I love writing. I know that’s a big shock. Blogging is my splurge. When I first began my blog, I had a focused purpose and a clear audience in mind. I wanted to reach out to the people in this world who feel the same way I do and let them know that there is hope. But I lost sight of that purpose, and this is my apology.
I began this blog as a way to express my humanity. I think we all can relate to feeling guilty for not measuring up to expectations. In my case, this guilt came because of a painful breakup. Although I knew that I wasn’t perfect, I finally had to admit that nothing I did could make Fishie choose to look past my faults and love me.

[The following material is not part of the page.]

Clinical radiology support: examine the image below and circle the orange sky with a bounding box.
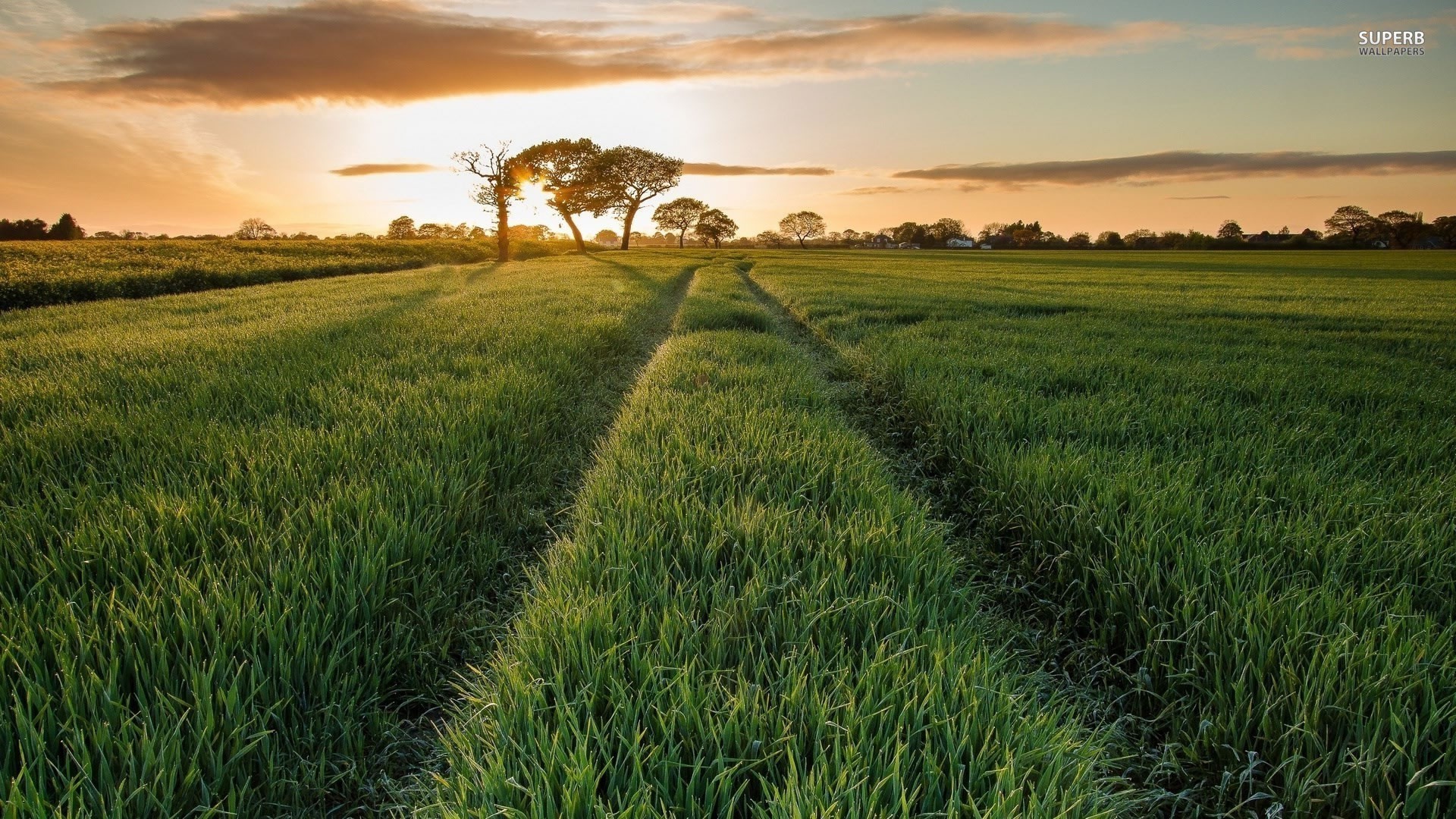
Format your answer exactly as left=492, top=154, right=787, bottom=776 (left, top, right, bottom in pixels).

I wasn’t good enough. I’ve lost track of how long it’s been since I last spoke with him. But no matter how much time passes, I know the pain will never completely fade because the pain is rooted in my failure.
In order to cope with my guilt, I began to glory in my humanity. I became proud of my faults. I guess in one sense you could pass that pride off as biblical. Didn’t the apostle Paul say that he gloried in his infirmities? And for a while, I suppose I was learning a valuable trait–the importance of being transparent and real. But that transparence is only as good as its desire to grow and change.
I think everyone will agree with me that it’s hard to live with perfection. While nobody would claim to be perfect in so many words, at least I don’t think anyone would, many people do seem to think they have the right of way, metaphorically speaking. I am not the kind of person who shies away from learning new skills. This summer I began running for the first time. If someone (preferably somebody Tall, Dark, Handsome, and British) wanted to teach me how to play baseball, soccer, tennis, hockey, football, golf, or any other sport, I would have no problem letting him teach me how to throw a ball or how to dribble because I know that I need help. But if I am baking banana bread in my kitchen, I do not want and will struggle to accept anyone’s assistance because I have been baking all sorts of munchies since the age of thirteen. I may not be the greatest cheese grater or the most fabulous roller of the rolling pin, but I know my way around a kitchen. If I want help, I will ask for it. I will say, “Where is the cream of tartar?” or “Can you look at the recipe and tell me if I need one teaspoon or one tablespoon of salt?” But unless I say, “Please put the pepperoni on the pizza,” I don’t want anyone rearranging my pepperoni.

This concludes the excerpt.